Wall Street to IROs: Pick up the phone!
Investor relations officers at US companies have crucially important jobs. After all, their fundamental responsibility is to reduce their companies’ cost of capital by ensuring the share price remains at the highest sustainable level. But what do the analysts and investors they serve most want from them? Answer: They want them to ‘get back to them’.
OK, so they want more than that: they want transparency; they want access to senior management; they want consistency; and they want knowledgeable IROs – knowledgeable, that is, about their own company’s performance as well as the sector it operates in. Above all, however, they want the IRO to pick up the phone. Fast. Call it responsiveness, if you will, but basically they want an answer and they want it now.
Every year IR magazine surveys buy-side and sell-side analysts and portfolio managers across the States to find out which US corporates do the best job of meeting their insatiable hunger for information. Those companies then accept awards for the various categories of IR activity at a prestigious Oscars-style gala dinner on Wall Street.
The research questions focus on the IR service itself, insisting respondents take corporate performance out of the equation. And they do. Historically, there has been little or no correlation between performance and IR prowess in the IR Magazine Awards research results. On the contrary, it seems there’s nothing like a crisis to give an IRO the chance to shine and make what is often a lasting impact on the investment community.
So, for instance, JPMorgan Chase won the award this year for best crisis management, an acknowledgement by investors of the company’s handling of improper foreclosures, an issue that initially attracted extensive negative media coverage. The debacle prompted investor panic, with stock dumped in the wake of fears over profits. Ultimately, however, the bank reassured the market with its cool, straightforward and open handling of the matter.
In short, throughout the crisis JPMorgan displayed transparency, responsiveness, accessibility, consistency and knowledge. Neil Stewart, editor-at-large at IR magazine, lists these key qualities of successful IR in this order so he can remind IROs to keep on TRACK.

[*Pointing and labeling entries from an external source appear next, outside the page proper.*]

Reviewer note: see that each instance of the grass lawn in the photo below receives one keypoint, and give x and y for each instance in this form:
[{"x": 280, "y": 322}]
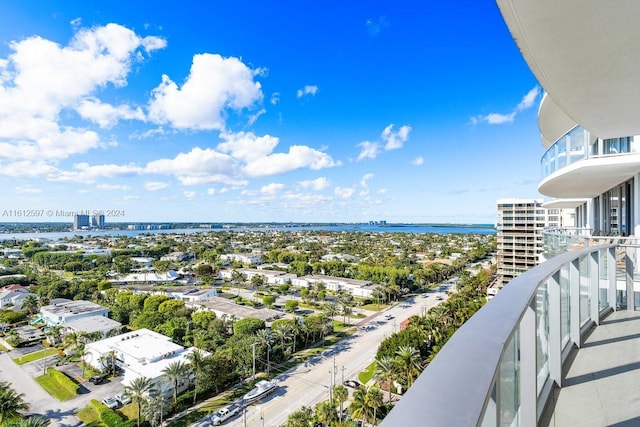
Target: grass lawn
[
  {"x": 373, "y": 307},
  {"x": 54, "y": 388},
  {"x": 89, "y": 417},
  {"x": 35, "y": 356},
  {"x": 367, "y": 374}
]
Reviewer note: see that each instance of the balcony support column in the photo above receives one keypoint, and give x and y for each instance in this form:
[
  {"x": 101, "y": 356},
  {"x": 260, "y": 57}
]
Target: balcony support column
[
  {"x": 574, "y": 304},
  {"x": 555, "y": 329},
  {"x": 611, "y": 277},
  {"x": 594, "y": 278},
  {"x": 628, "y": 264},
  {"x": 528, "y": 369}
]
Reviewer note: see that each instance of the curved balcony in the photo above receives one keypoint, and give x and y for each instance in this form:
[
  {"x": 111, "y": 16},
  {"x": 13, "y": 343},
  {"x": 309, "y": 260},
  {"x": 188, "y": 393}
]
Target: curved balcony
[
  {"x": 577, "y": 165},
  {"x": 506, "y": 364}
]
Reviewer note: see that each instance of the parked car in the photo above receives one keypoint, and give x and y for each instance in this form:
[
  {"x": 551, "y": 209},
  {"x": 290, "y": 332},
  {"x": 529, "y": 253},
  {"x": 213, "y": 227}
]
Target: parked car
[
  {"x": 110, "y": 402},
  {"x": 351, "y": 383},
  {"x": 96, "y": 379},
  {"x": 123, "y": 398}
]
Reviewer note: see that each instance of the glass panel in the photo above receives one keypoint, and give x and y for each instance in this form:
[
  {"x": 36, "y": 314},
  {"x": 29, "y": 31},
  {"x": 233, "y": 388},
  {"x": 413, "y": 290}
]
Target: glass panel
[
  {"x": 585, "y": 293},
  {"x": 489, "y": 416},
  {"x": 542, "y": 334},
  {"x": 509, "y": 389},
  {"x": 565, "y": 305},
  {"x": 603, "y": 280}
]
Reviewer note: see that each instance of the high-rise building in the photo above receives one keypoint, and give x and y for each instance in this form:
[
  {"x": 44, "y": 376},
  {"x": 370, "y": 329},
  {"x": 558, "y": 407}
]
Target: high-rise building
[
  {"x": 81, "y": 222},
  {"x": 521, "y": 224},
  {"x": 526, "y": 358},
  {"x": 97, "y": 221}
]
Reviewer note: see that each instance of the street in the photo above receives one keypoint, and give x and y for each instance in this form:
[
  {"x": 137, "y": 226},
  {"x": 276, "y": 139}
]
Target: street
[{"x": 308, "y": 384}]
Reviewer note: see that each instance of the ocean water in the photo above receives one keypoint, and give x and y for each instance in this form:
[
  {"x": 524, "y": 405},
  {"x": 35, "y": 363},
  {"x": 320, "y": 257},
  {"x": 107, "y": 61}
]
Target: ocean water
[{"x": 365, "y": 228}]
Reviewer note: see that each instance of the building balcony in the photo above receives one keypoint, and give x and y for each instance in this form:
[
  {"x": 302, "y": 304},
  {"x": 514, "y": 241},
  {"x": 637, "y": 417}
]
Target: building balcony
[
  {"x": 536, "y": 354},
  {"x": 577, "y": 165}
]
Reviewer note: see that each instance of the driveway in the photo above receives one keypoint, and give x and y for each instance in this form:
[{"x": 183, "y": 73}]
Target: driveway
[{"x": 40, "y": 402}]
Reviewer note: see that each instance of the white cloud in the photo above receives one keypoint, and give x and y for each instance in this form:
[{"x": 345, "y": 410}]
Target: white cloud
[
  {"x": 307, "y": 90},
  {"x": 370, "y": 150},
  {"x": 28, "y": 189},
  {"x": 271, "y": 189},
  {"x": 199, "y": 166},
  {"x": 365, "y": 178},
  {"x": 317, "y": 184},
  {"x": 246, "y": 146},
  {"x": 113, "y": 187},
  {"x": 40, "y": 79},
  {"x": 213, "y": 85},
  {"x": 498, "y": 118},
  {"x": 299, "y": 156},
  {"x": 344, "y": 192},
  {"x": 529, "y": 99},
  {"x": 155, "y": 185},
  {"x": 394, "y": 140},
  {"x": 106, "y": 115},
  {"x": 374, "y": 26}
]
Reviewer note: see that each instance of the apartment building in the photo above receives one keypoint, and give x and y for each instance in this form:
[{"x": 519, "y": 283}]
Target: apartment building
[{"x": 521, "y": 224}]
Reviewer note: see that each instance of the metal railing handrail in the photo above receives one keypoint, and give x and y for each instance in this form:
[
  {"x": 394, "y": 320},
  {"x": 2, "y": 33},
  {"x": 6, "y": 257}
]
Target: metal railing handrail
[{"x": 457, "y": 385}]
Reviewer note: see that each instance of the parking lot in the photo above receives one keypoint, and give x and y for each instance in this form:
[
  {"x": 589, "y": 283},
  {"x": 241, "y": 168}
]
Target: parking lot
[{"x": 40, "y": 402}]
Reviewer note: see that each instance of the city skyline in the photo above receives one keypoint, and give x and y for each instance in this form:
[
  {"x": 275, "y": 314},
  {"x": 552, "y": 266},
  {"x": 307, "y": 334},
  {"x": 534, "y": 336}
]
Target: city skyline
[{"x": 249, "y": 112}]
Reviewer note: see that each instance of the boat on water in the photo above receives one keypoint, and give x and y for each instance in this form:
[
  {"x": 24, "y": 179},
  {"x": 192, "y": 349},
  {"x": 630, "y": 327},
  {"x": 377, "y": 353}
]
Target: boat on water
[{"x": 262, "y": 389}]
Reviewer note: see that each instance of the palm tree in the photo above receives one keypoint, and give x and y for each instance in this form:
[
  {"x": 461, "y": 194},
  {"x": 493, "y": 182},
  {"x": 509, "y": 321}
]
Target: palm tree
[
  {"x": 30, "y": 304},
  {"x": 386, "y": 369},
  {"x": 303, "y": 417},
  {"x": 175, "y": 371},
  {"x": 359, "y": 408},
  {"x": 33, "y": 421},
  {"x": 341, "y": 394},
  {"x": 326, "y": 412},
  {"x": 11, "y": 402},
  {"x": 374, "y": 401},
  {"x": 409, "y": 364},
  {"x": 196, "y": 361},
  {"x": 264, "y": 339},
  {"x": 138, "y": 390}
]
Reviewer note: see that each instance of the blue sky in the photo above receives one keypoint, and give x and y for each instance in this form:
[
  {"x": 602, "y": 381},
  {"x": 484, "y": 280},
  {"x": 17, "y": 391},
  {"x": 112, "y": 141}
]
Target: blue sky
[{"x": 263, "y": 111}]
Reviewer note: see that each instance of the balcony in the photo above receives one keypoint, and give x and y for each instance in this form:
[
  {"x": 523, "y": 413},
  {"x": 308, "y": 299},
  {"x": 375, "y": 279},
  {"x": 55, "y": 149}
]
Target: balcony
[
  {"x": 578, "y": 165},
  {"x": 537, "y": 349}
]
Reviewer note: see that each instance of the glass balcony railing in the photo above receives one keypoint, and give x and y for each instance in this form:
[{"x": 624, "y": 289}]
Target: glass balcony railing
[
  {"x": 501, "y": 366},
  {"x": 576, "y": 145}
]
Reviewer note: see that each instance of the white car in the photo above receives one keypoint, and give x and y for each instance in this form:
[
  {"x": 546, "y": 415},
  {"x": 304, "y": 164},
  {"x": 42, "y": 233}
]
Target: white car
[
  {"x": 110, "y": 402},
  {"x": 123, "y": 398}
]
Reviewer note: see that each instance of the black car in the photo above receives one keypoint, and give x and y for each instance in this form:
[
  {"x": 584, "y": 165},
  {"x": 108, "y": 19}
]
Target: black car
[
  {"x": 352, "y": 383},
  {"x": 96, "y": 379}
]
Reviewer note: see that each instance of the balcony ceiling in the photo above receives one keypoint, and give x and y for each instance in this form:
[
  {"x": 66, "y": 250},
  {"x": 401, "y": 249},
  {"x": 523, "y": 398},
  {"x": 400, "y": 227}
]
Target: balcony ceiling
[
  {"x": 552, "y": 121},
  {"x": 590, "y": 177},
  {"x": 586, "y": 56}
]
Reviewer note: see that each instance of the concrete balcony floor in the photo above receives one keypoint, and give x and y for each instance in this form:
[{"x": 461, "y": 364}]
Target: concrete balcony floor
[{"x": 601, "y": 386}]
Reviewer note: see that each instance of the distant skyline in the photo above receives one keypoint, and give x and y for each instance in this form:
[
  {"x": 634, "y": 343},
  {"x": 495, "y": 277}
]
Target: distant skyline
[{"x": 256, "y": 111}]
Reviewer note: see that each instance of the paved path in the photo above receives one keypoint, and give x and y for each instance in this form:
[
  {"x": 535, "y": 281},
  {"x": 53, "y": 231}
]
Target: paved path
[{"x": 40, "y": 402}]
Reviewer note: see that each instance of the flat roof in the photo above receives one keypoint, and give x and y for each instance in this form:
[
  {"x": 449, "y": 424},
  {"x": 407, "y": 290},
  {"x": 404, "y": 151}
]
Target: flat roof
[
  {"x": 72, "y": 307},
  {"x": 223, "y": 305}
]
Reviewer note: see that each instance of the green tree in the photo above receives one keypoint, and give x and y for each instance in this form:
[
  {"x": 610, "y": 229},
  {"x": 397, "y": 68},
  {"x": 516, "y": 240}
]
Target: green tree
[
  {"x": 248, "y": 326},
  {"x": 11, "y": 403},
  {"x": 139, "y": 390},
  {"x": 303, "y": 417},
  {"x": 196, "y": 359},
  {"x": 175, "y": 372},
  {"x": 409, "y": 363},
  {"x": 386, "y": 369}
]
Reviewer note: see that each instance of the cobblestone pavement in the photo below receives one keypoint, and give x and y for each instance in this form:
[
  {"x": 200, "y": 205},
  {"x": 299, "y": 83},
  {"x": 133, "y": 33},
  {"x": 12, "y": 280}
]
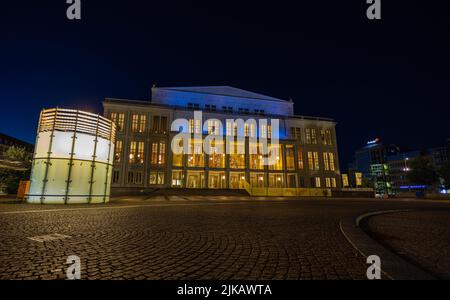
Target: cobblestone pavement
[
  {"x": 176, "y": 237},
  {"x": 421, "y": 237}
]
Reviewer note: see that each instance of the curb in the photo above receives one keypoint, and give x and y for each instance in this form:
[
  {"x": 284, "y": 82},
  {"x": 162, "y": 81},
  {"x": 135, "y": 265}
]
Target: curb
[{"x": 393, "y": 266}]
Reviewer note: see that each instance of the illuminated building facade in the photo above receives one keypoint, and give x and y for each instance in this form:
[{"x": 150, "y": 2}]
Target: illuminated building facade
[
  {"x": 72, "y": 161},
  {"x": 143, "y": 160}
]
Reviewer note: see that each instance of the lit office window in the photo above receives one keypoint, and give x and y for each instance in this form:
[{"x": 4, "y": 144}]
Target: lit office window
[
  {"x": 196, "y": 158},
  {"x": 256, "y": 158},
  {"x": 217, "y": 157},
  {"x": 328, "y": 137},
  {"x": 290, "y": 157},
  {"x": 154, "y": 158},
  {"x": 252, "y": 130},
  {"x": 300, "y": 159},
  {"x": 177, "y": 179},
  {"x": 135, "y": 123},
  {"x": 313, "y": 136},
  {"x": 156, "y": 123},
  {"x": 162, "y": 153},
  {"x": 308, "y": 135},
  {"x": 118, "y": 151},
  {"x": 318, "y": 184},
  {"x": 331, "y": 161},
  {"x": 237, "y": 161},
  {"x": 257, "y": 180},
  {"x": 142, "y": 123},
  {"x": 310, "y": 161},
  {"x": 316, "y": 160},
  {"x": 163, "y": 127},
  {"x": 191, "y": 126},
  {"x": 140, "y": 153},
  {"x": 277, "y": 153},
  {"x": 177, "y": 159},
  {"x": 276, "y": 180},
  {"x": 132, "y": 154},
  {"x": 325, "y": 161}
]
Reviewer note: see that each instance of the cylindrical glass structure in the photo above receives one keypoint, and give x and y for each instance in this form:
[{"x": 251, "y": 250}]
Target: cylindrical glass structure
[{"x": 72, "y": 159}]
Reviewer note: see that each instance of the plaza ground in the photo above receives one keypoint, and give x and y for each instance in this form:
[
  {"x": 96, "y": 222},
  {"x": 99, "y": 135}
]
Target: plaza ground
[{"x": 214, "y": 237}]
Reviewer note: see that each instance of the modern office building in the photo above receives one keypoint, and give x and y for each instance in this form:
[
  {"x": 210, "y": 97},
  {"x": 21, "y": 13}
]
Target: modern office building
[
  {"x": 371, "y": 161},
  {"x": 307, "y": 154},
  {"x": 399, "y": 166}
]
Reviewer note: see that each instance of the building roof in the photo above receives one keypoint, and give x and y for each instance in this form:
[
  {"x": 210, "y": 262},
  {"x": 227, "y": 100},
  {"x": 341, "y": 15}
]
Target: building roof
[{"x": 222, "y": 91}]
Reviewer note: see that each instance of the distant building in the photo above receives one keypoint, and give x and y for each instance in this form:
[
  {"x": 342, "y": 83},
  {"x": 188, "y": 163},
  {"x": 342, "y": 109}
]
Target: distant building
[
  {"x": 399, "y": 166},
  {"x": 440, "y": 155},
  {"x": 371, "y": 161},
  {"x": 308, "y": 155}
]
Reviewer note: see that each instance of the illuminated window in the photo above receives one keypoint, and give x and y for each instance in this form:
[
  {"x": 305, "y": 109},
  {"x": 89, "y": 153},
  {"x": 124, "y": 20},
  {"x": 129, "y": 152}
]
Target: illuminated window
[
  {"x": 237, "y": 180},
  {"x": 217, "y": 157},
  {"x": 328, "y": 137},
  {"x": 229, "y": 130},
  {"x": 154, "y": 158},
  {"x": 135, "y": 123},
  {"x": 120, "y": 122},
  {"x": 195, "y": 179},
  {"x": 237, "y": 161},
  {"x": 198, "y": 126},
  {"x": 252, "y": 130},
  {"x": 276, "y": 181},
  {"x": 308, "y": 135},
  {"x": 177, "y": 179},
  {"x": 177, "y": 159},
  {"x": 196, "y": 157},
  {"x": 118, "y": 151},
  {"x": 318, "y": 184},
  {"x": 142, "y": 123},
  {"x": 217, "y": 180},
  {"x": 257, "y": 180},
  {"x": 333, "y": 182},
  {"x": 132, "y": 154},
  {"x": 310, "y": 161},
  {"x": 313, "y": 136},
  {"x": 256, "y": 158},
  {"x": 325, "y": 161},
  {"x": 116, "y": 177},
  {"x": 276, "y": 152},
  {"x": 331, "y": 161},
  {"x": 163, "y": 128},
  {"x": 156, "y": 123},
  {"x": 118, "y": 119},
  {"x": 300, "y": 159},
  {"x": 162, "y": 153},
  {"x": 316, "y": 160},
  {"x": 156, "y": 178},
  {"x": 264, "y": 131},
  {"x": 191, "y": 126},
  {"x": 291, "y": 181},
  {"x": 290, "y": 157},
  {"x": 140, "y": 153}
]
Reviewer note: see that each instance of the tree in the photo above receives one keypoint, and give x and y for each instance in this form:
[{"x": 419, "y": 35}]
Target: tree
[
  {"x": 444, "y": 173},
  {"x": 18, "y": 154},
  {"x": 422, "y": 171},
  {"x": 10, "y": 179}
]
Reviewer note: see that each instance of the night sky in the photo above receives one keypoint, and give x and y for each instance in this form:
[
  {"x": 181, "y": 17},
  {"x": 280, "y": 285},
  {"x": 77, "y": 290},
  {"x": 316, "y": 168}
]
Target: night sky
[{"x": 388, "y": 78}]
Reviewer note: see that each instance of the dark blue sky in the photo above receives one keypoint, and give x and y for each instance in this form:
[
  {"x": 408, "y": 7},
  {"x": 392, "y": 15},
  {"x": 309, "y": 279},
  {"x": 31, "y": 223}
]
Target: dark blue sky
[{"x": 388, "y": 78}]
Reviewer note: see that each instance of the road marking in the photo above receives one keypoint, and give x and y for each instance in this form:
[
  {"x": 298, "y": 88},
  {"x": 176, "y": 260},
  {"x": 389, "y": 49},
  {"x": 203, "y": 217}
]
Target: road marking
[
  {"x": 49, "y": 237},
  {"x": 134, "y": 206}
]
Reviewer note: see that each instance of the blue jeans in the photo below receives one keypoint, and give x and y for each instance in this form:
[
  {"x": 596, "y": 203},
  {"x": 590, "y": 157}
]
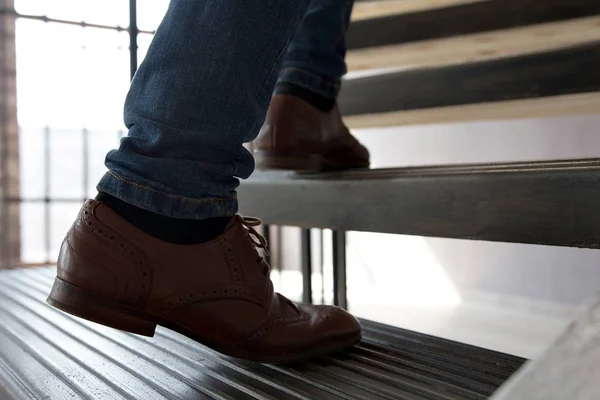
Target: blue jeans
[{"x": 203, "y": 91}]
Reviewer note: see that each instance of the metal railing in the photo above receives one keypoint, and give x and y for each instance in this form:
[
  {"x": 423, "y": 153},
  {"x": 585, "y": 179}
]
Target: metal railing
[{"x": 47, "y": 199}]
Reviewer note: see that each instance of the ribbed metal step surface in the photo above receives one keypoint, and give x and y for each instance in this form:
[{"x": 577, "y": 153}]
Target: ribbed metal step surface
[{"x": 46, "y": 354}]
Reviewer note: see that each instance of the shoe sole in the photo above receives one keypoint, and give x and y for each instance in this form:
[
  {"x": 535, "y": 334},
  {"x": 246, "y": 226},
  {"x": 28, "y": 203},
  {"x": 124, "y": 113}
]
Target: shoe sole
[
  {"x": 303, "y": 163},
  {"x": 114, "y": 314}
]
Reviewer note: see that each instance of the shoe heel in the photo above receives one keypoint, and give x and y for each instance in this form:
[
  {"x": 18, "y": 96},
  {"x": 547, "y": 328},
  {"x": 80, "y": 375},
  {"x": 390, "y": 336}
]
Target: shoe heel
[
  {"x": 272, "y": 159},
  {"x": 84, "y": 304}
]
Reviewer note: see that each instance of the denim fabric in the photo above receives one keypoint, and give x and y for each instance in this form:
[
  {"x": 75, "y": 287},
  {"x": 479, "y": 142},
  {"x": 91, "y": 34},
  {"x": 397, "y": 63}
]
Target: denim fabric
[
  {"x": 203, "y": 90},
  {"x": 315, "y": 57}
]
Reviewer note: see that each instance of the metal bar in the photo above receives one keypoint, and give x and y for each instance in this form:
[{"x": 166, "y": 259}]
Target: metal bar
[
  {"x": 133, "y": 32},
  {"x": 474, "y": 17},
  {"x": 47, "y": 177},
  {"x": 339, "y": 269},
  {"x": 549, "y": 203},
  {"x": 306, "y": 266},
  {"x": 322, "y": 264},
  {"x": 83, "y": 24}
]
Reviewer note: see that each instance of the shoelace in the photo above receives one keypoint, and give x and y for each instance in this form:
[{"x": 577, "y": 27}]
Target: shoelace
[{"x": 259, "y": 241}]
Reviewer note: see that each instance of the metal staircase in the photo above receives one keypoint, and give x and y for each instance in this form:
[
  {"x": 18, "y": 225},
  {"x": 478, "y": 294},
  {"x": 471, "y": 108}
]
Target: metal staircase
[{"x": 46, "y": 354}]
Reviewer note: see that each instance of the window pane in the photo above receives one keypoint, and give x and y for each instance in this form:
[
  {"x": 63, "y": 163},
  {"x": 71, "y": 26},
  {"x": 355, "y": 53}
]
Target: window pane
[
  {"x": 150, "y": 13},
  {"x": 70, "y": 77},
  {"x": 105, "y": 12}
]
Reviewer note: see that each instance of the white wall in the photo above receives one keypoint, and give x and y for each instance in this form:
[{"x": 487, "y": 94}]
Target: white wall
[{"x": 396, "y": 264}]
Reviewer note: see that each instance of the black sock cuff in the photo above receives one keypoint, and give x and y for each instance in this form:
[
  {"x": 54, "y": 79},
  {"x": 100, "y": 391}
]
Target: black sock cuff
[{"x": 316, "y": 100}]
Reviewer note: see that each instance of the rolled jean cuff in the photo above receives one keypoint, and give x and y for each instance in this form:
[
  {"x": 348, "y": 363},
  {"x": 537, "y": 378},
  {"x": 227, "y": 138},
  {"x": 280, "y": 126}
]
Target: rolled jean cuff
[
  {"x": 310, "y": 81},
  {"x": 167, "y": 204}
]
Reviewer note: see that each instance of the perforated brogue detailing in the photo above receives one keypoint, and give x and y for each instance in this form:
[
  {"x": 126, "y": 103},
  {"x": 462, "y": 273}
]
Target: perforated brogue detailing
[
  {"x": 212, "y": 293},
  {"x": 263, "y": 330},
  {"x": 123, "y": 246},
  {"x": 235, "y": 270}
]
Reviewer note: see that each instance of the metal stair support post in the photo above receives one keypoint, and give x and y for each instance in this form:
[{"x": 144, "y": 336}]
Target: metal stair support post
[
  {"x": 306, "y": 244},
  {"x": 339, "y": 269}
]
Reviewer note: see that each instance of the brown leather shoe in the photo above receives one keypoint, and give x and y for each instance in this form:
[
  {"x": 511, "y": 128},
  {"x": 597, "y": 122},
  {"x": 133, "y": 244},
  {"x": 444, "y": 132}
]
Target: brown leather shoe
[
  {"x": 300, "y": 137},
  {"x": 217, "y": 293}
]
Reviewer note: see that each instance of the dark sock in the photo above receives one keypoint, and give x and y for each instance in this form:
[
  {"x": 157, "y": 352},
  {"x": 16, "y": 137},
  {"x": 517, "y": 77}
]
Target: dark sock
[
  {"x": 316, "y": 100},
  {"x": 173, "y": 230}
]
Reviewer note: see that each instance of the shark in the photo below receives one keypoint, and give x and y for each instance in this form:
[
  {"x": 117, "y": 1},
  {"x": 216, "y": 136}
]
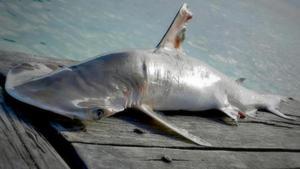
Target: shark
[{"x": 164, "y": 78}]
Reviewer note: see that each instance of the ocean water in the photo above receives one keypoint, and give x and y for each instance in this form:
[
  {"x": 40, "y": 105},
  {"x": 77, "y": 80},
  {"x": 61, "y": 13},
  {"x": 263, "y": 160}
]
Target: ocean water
[{"x": 255, "y": 39}]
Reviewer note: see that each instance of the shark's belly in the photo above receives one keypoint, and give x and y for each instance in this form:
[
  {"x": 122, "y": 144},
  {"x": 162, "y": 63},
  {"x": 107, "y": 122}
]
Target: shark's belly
[{"x": 193, "y": 90}]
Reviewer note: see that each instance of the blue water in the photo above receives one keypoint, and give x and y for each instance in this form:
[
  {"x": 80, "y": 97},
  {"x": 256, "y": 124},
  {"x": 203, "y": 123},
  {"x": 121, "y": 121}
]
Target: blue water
[{"x": 255, "y": 39}]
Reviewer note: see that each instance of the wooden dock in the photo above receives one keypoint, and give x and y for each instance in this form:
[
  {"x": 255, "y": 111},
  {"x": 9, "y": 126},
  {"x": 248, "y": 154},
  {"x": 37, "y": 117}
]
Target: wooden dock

But if he had to reduce them down to one, it would be the R he’d keep – r for answering the phone, that is. The investment community is not only greedy for information; it’s also impatient. Delay is a huge risk factor in the market’s mind, and an IRO has to be able to calm nerves at speed. Silence is suspect: no news is distinctly bad news in the world of IR.
Here are just a few examples of respondents’ comments about companies that underline the importance of keeping on ‘track’:
Anadarko: The whole team is good. Team members are proactive and call back promptly
Bank of America: People are prompt in returning calls and provide great disclosure. IRO Kevin Stitt is responsive and willing to share his insights
Bristol-Myers Squibb: John Elicker [IRO] provides a good level of transparency and CEO Lamberto Andreotti is accessible and conversational
Brunswick: The IRO acts more as a facilitator of management access than a gatekeeper
Children’s Place: We get timely responses from the IRO, who has an in-depth knowledge and understanding of the company
Cisco: The IR team at Cisco Systems is very accessible, responsive, organized and willing to set up one-off calls with internal experts
Covidien: Cole Lannum is responsive, accessible, knowledgeable and always willing to speak
Eli Lilly and Co: Lilly consistently provides the most transparent investor relations program of all the companies I cover
Fedex: The IR team is accessible and diligent. It has fantastic knowledge of both the industry and the company
And that’s just a smattering – from A-F – taken from the Investor Perception Study, US 2011.